An Ran restait confiante dans la solidité de la relation du couple. Après tout, Yun Shen n'avait pris aucune concubine durant toutes ces années, et à en juger par l'attitude de San Niang, si ce n'était qu'un vœu pieux de sa part, cela se serait produit depuis longtemps.

Le renvoi de Li était en partie dû à la considération des sentiments de San Niang.

« De toutes ces années de mariage avec ton beau-frère, tu es celle qui le comprend le mieux », a complimenté An Ran.

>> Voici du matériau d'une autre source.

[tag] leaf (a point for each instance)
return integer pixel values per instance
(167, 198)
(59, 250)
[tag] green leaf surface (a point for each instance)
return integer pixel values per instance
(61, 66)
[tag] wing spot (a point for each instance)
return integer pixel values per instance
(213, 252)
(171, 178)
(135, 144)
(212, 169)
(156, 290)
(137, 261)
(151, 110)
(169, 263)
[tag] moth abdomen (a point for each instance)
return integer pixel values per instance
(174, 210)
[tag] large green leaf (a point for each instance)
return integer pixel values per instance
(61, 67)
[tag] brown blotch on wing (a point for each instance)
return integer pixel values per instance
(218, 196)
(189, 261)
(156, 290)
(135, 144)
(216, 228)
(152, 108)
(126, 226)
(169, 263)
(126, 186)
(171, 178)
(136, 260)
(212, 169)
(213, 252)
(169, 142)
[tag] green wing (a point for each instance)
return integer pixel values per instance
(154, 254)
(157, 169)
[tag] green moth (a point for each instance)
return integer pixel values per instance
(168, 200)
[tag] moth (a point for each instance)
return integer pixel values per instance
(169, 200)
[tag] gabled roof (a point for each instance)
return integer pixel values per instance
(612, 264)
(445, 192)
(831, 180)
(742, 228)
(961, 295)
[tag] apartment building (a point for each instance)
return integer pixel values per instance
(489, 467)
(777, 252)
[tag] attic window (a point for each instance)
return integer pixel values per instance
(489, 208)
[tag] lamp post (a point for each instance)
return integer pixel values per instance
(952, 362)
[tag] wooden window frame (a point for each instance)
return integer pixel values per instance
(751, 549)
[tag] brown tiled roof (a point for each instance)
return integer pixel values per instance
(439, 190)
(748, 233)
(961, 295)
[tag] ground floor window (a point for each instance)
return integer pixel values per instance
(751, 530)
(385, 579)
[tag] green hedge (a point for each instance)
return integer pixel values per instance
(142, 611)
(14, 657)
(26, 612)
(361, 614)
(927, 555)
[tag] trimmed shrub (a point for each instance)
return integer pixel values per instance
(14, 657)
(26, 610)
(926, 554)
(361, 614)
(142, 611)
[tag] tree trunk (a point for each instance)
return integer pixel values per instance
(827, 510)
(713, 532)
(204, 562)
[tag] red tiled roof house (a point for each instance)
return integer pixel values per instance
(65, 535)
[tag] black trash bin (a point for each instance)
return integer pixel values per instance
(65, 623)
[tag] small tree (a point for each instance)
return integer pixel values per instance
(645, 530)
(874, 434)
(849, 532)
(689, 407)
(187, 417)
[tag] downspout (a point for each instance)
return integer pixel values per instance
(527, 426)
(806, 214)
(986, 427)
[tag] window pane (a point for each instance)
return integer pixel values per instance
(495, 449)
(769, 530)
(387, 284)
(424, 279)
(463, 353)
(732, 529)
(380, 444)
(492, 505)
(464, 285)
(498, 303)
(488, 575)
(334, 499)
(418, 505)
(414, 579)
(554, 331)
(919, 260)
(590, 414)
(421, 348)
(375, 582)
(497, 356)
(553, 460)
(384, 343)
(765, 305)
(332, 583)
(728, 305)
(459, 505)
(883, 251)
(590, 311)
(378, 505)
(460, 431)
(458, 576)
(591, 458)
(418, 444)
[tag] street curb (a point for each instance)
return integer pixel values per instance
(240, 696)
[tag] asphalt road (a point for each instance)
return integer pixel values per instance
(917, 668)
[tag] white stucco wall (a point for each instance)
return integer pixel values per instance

Elle a ajouté : « Tu devrais être la mieux placée pour savoir comment maintenir un juste équilibre. »

L'engouement d'un homme peut être brisé ; celui d'une femme, non.

Un attachement excessif à quelque chose peut vous aveugler sur vos propres émotions, vous poussant à vous y engager tête baissée sans rien considérer d'autre, et vous empêchant ainsi de voir le reste.

« Troisième sœur, tu as non seulement un beau-frère, mais aussi une mère, Jue-ge’er, le marquis du manoir de Nan’an… » An Ran réfléchit un instant et dit : « Pour eux, et pour toi-même, tu devrais bien prendre soin de toi. »

La troisième sœur n'a rien dit.

Au moment où An Ran s'apprêtait à sortir pour appeler à l'aide, elle demanda soudain : « Neuvième sœur, comment en sais-tu autant ? »

La troisième sœur avait des doutes dans son cœur.

Les propos d'An Ran étaient tous sensés, sa réflexion approfondie, et son calme et sa maîtrise de soi contrastaient fortement avec ceux d'une jeune fille de treize ans. Si l'on en croit Zhao, comment Jiu Niang, qui a grandi à la campagne, pouvait-elle avoir une telle perspicacité

?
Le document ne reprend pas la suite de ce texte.